The Federal Housing Administration provides the following guidelines for the loans that they accept:

  • The front-end debt-to-income ratio – mortgage payment (Principle + Interest + Tax + Insurance) divided by gross income – should be less than 31%.
  • The back-end debt-to-income ratio – mortgage payment (PITI) plus all recurring monthly debt, all divided by gross income – should be less than 43%.

To run through the number quickly to find out how much you can afford --

So assuming you have 20% downpayment and low to none recurring debt, you can afford about 5X of your annual gross income (before income tax). If you have less than 10% downpayment and some debt (up to the back-end ratio of 43%), you will probably only afford 3X of your annual gross income, considering you will also have to pay mortgage insurance of up to 1.25% of loan amount.

But keep in mind the numbers above are "quick run through" - to be a serious buyer, you need to consider other factors in life --

If you are buying a house with someone else (spouse, parent, adult child, partner/companion, brother or sister or other relative), you should consider your co-purchaser's earnings and existing debts as well. Remember, if you apply for a loan with somebody else, you and your coborrower are both legally responsible for repayment of the mortgage.

Your buying power depends on how much you have available for the down payment and how much a financial institution will agree to lend you.

Your down payment

If you are a first-time CA home buyer, the price you can afford to pay for a house may well be limited by your ability to come up with the required down payment and closing costs. If you haven't accumulated much savings, you may want to set aside funds for a down payment on a regular basis from your paycheck. Monies in your checking and savings accounts, mutual funds, stocks and bonds, the cash value of your life insurance policy, and gifts from parents or other relatives may all be suitable sources for a down payment.

Private Mortgage Insurance

Depending on the lender and loan type, you may be able to get a mortgage with as little as 3 percent or 5 percent down. However, putting less than 20 percent down often means you will be required to purchase private mortgage insurance.

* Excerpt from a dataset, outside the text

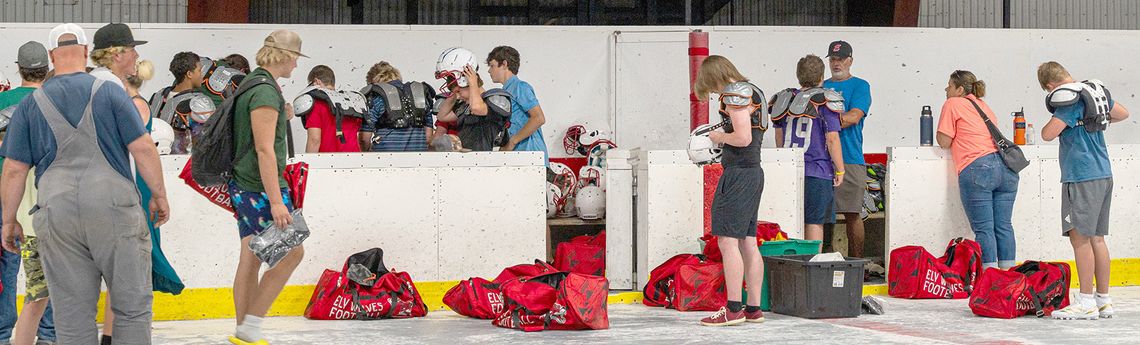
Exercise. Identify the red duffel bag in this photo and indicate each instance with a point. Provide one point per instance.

Private Mortgage Insurance (PMI) in CA helps protect the lending institution in case you fail to make payments on your mortgage.

Your closing costs

In addition to the down payment, you will also need to consider closing costs. The closing is the final step during which ownership of the house is transferred to you. The purpose of the closing is to make sure the property is ready and able to be transferred from the seller to you.

Closing costs generally range from 3 percent to 6 percent of the amount of the loan. So, if you were to buy a $100,000 house with a 5 percent ($5,000) down payment, you could expect to pay between $2,850 and $5,700 on your $95,000 mortgage. Sometimes, you can negotiate with the seller of a property to pay some of your closing costs, which will reduce the amount of money you will need to bring to closing.

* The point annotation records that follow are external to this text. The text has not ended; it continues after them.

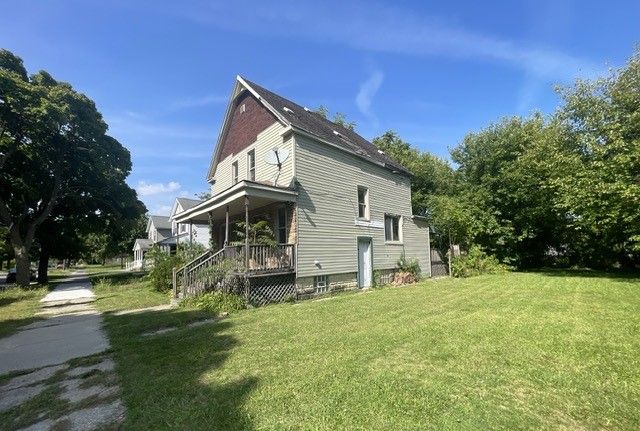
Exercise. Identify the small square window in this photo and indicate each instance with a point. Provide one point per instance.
(251, 165)
(391, 227)
(320, 283)
(234, 172)
(363, 202)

How much a financial institution will lend you

Apart from having available funds for a down payment and closing costs, the other major factor limiting how expensive a house you can buy will be how much you can borrow.

When you apply for a mortgage, the lender will consider both your earnings and your existing debts in determining the size of your loan. Lenders generally use the FHA's 31%/43% guideline I mentioned above to determine what size mortgage you are eligible for. This is called the total Debt-to-Income Ratio.

Some lenders may have other somehow flexible guidelines for non-conforming loans; however it may means you will pay a much higher interest rate to cover their risks.

Don’t Despair, There is a Loan For You

When you go to apply for a mortgage, the lender will use all the relevant data -- your income, your existing debts, the purchase price of the house, your down payment, the interest rate on the loan, and the cost of property taxes and insurance -- and calculate whether you qualify to borrow the amount of money you need to buy the house. Shop around and you may find one that's suitable for you.